"Ceremony is a conscious act of connecting to the vast web of life. We express gratitude for this connection as we partner with all our relations and move into deep communion, finding our common union, with Nature Consciousness.”
Ceremony and Nature Consciousness
As we take part in Earth-honoring ceremonies, we find we are guided into appropriate, effective action on behalf of Nature. At the same time, the intentions and gestures of the ceremony activate beneficial responses in the seen and unseen worlds—the ceremony itself becomes sacred activism.
Nature Evolutionaries enter into deep and holy conversations with the forces of Nature through Ceremony. In this way we come with sincere and open hearts to offer gratitude and receive inspiration and guidance from the spiritual forces of the more-than-human world.
Nature Gratitude Circles
We give praise and thanks and also focus our intentions for bringing balance to particular situations. For example, if we are intending that a body of water be restored to health, we first offer thanks for healthy, living water, then ask for the release of the misunderstandings and greed that led to polluting it, then set the strong intention for all our waters to be free and pure. We may visualize the beauty of free-running streams and clean rivers. Key to the whole ceremonial act is our heartfelt love for our mother earth in all her forms: rocks, trees, waters, weather, animals… and our fellow humans.
We invite you to join us by holding Gratitude Circles of your own, and to inspire you along this path, we have outlined some of the basic elements you might want to include below.
Guidance For Your Own Ceremony
Though a ceremony needs a form, and forms that are repeated over time gain power, you will find that a spirit of spontaneity and playfulness is also welcome. Maybe you will be moved to dance or drum or sing. The spirits of nature are fed by happiness and beauty! To see the illustrations more fully, click the images below.
A place is dedicated for the "ritual" altar setting. This altar can be outdoors or inside, large or small. It may hold symbolic items that embody qualities or beings that we want to invoke in the ceremony –such as stones, plants, or feathers. Usually each of the seven directions are present as well as the elements of earth, air, fire and water. Since this ceremony is especially for water, a large bowl of water is placed on the altar. Flowers and a lit candle are traditional, evoking beauty, life and light.

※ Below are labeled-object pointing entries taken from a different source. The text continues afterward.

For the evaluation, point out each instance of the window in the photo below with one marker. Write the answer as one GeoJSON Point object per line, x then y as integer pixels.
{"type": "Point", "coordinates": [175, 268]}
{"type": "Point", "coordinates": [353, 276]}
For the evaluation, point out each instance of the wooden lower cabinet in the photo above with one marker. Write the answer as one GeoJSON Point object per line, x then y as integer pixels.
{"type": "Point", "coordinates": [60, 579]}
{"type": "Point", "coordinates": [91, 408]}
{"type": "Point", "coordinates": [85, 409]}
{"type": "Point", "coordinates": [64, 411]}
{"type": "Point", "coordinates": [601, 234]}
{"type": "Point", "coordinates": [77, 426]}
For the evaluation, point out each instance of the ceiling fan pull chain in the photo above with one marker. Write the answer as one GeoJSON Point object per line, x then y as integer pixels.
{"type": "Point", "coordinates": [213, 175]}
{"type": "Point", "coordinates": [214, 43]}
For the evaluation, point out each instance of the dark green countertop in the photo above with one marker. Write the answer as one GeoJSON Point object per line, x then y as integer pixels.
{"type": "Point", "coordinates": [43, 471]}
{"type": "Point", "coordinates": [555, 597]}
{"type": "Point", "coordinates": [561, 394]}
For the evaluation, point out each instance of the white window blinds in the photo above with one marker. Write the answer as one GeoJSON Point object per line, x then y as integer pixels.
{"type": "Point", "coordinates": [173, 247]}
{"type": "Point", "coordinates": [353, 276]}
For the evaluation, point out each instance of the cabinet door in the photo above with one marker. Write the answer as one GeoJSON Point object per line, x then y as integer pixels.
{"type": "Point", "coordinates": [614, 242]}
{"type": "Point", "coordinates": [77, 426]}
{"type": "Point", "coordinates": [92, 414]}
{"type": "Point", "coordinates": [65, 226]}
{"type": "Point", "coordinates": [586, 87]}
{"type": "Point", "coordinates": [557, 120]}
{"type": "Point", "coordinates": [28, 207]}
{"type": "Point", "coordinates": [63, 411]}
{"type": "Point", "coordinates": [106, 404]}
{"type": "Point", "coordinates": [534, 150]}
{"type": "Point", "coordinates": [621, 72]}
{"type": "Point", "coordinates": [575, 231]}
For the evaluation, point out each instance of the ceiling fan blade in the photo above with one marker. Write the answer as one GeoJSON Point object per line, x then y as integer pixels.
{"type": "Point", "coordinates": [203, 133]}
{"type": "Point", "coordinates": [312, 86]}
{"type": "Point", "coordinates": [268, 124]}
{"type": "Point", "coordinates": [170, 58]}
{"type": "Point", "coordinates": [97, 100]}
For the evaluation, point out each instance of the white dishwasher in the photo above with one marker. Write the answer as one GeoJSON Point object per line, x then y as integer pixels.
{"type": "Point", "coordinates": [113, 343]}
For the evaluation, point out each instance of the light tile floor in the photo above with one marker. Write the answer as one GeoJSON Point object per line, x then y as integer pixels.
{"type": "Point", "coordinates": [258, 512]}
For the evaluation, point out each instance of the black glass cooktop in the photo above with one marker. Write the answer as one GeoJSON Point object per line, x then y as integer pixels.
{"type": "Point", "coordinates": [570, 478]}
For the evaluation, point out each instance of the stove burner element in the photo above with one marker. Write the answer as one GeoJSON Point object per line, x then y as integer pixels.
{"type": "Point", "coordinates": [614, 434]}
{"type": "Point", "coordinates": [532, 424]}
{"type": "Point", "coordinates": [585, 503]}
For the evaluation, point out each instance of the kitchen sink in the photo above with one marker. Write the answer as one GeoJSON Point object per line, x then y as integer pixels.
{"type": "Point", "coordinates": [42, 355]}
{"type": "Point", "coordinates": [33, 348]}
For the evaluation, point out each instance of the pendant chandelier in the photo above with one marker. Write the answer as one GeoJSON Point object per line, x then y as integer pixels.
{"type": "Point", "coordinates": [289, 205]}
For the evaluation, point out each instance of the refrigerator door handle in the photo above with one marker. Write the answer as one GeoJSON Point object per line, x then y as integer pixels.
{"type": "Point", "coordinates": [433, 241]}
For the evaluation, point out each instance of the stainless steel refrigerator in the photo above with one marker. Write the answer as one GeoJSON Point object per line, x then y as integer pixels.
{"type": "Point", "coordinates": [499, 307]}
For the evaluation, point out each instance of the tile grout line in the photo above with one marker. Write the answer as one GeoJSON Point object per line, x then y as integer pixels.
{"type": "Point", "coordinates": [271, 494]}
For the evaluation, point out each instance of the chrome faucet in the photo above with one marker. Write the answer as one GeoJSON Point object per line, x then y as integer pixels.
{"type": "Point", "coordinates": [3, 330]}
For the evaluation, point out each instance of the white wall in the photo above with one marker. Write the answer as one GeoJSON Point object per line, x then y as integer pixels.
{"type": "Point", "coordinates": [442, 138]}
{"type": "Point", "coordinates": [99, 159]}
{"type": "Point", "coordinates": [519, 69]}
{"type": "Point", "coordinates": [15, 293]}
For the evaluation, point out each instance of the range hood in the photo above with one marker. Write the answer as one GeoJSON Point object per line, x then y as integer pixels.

The participants become ready. This is a form of purification in which we become clear channels of blessing. Smudging is a traditional method. Some might use ablutions with water. A basic preparation is simply taking some long deep breaths to settle oneself and clear one’s energy, setting a vibration of peace.
Sometimes it is appropriate to ask forgiveness from the element we are honoring, expressing our remorse: along with our gratitude. From this place we can clearly state and internally feel our intention for right relationship or original wholeness with this element. For example, we may have acknowledged water pollution and now we send our love and intention for the health and purity of the waters to be restored.
We perform a ritual action of giving back, in the case of a water ceremony we may pour water that has absorbed our love and the blessings of the ceremony into a brook, with the intention of its carrying a pattern of wholeness to the waters of the world (for practical reasons this may be done after the Closing) Or we may simply dedicate ourselves to an action on behalf of Earth healing.
Sometimes this is done with a song or chant. It reinforces the communal nature of the ceremony (even if it seems you are working alone, in fact we are all part of a great community). Also, if we have called in spiritual helpers, at this time we acknowledging to them that we are closing the ceremony, with our thanks.